According to reports from NBC News, although Alzheimer’s was previously listed as the sixth-leading cause of death in America, new studies suggest it may be the third deadliest condition, following heart disease and cancer. The news source stated that analysis conducted by scientists at Rush University Medical Center and published in the medical journal Neurology reexamined death certificates and found mass misrepresentation concerning individuals’ cause of death. The researchers said that the number of deaths due to Alzheimer’s disease may actually be up to five or six times as high as previously believed.

Bryan James, the study’s leader and an assistant professor in the Rush Alzheimer’s Disease Center, said such findings give further evidence that Alzheimer’s research should be given more attention and funding on a national and global level.

“Determining the true effects of dementia in this country is important for raising public awareness and identifying research priorities,” James said.

Alzheimer’s has taken the spotlight politically in recent weeks, and was the topic of a Congressional hearing that included statements from a variety of scientists, as well as celebrities such as Seth Rogen. The actor, known for roles in a variety of popular films, spoke about his family’s challenges dealing with his mother-in-law’s diagnosis of Alzheimer’s.
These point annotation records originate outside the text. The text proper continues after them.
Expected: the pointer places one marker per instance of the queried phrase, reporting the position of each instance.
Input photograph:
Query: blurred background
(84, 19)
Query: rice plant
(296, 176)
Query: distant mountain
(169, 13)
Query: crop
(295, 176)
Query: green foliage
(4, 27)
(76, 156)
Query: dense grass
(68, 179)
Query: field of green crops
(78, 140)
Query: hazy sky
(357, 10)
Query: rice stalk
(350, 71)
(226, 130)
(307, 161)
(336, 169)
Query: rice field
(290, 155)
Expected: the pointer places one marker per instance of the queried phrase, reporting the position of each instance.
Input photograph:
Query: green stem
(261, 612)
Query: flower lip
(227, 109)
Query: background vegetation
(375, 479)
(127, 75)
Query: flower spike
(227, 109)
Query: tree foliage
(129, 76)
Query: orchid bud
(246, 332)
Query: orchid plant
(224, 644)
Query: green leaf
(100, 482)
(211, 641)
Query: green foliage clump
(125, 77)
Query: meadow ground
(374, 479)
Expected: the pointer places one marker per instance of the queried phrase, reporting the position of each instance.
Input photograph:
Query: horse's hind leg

Rogen represented thousands of other individuals in a similar position when he spoke up about the need to increase funding to develop effective treatments for the disease, which is currently irreversible.

“Americans whisper the word ‘Alzheimer’s’ because their government whispers the word ‘Alzheimer’s,’ Rogen stated. “And although a whisper is better than the silence that the Alzheimer’s community has been facing for decades, it’s still not enough. It needs to be yelled and screamed to the point that it finally gets the attention and the funding that it deserves and needs.”